In light of the above-stated reasoning, it was
held by the Hon’ble Court that: -
1. The Schools shall provide a minimum of 15%
deduction on the annual school fees to the students.
2. The amount so payable shall be paid in six
equal monthly instalments before 05.08.2021.
3. No student shall be debarred or withheld from
attending either online/physical classes on account of non-payment of fees and
request to remit fees should be considered sympathetically by the Schools.
4. Such arrangement mentioned hereinabove will
not affect the collection of fees for the academic year 2021-22.
OPINION AND CONCLUDING REMARKS
I have mixed feelings about this Judgment. On the
one hand, the Hon’ble Court has artistically brought down every non-sensical
argument of the Government/State to hold that regulation of fee is a private
affair in case of private unaided schools but on the other hand, the Court went
ahead with providing deduction in respect of fees that is to be collected by
the Schools. Further, the students cannot be debarred by the Schools if their
parents fail to deposit fees in respect of academic year 2020-21.

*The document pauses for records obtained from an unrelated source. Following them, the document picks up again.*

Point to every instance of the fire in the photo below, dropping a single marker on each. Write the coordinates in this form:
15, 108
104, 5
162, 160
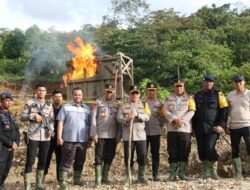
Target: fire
83, 65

I think the overall winners in this entire battle
of regulation of fees are the students and quite rightly so. They are the ones
who would suffer most if the education were not imparted to them. But, in the
garb of imparting education to the students, I respectfully submit that that
the Hon’ble Court has left the parents without any consequences. I think it
would be better if some form of mandatory direction with respect to the parents
is also given that makes sure that the parents who are in a position to pay
must pay the fees and failure to do so would entail liabilities not for their
kid but directly on them. A small window of opportunity has been given to the
unscrupulous parents who despite having the paying capacity may end up taking
undue advantage of the leniency shown to them by the Court.
But be that as it may, Hon’ble Courts can do only
so much in such uncertain times. The best part of the Judgment is that the
Hon’ble Court considered each, and every argument advanced by all the sides in
proper spirit and perspective and did not allow high-handedness or callousness
to prevail.
I can just hope that our respective governments
also start taking the matters at hand in a serious and a responsible manner, as
is expected from every legitimate government. It is too bad that for every
little thing, painstaking efforts have to be made by the Courts to balance the
rights of the people vis-à-vis the powers of the government whereas such
situations ought not to arise ever if the governments adopt a rational and a
sympathetic view to the legitimate plights of the citizens of this country.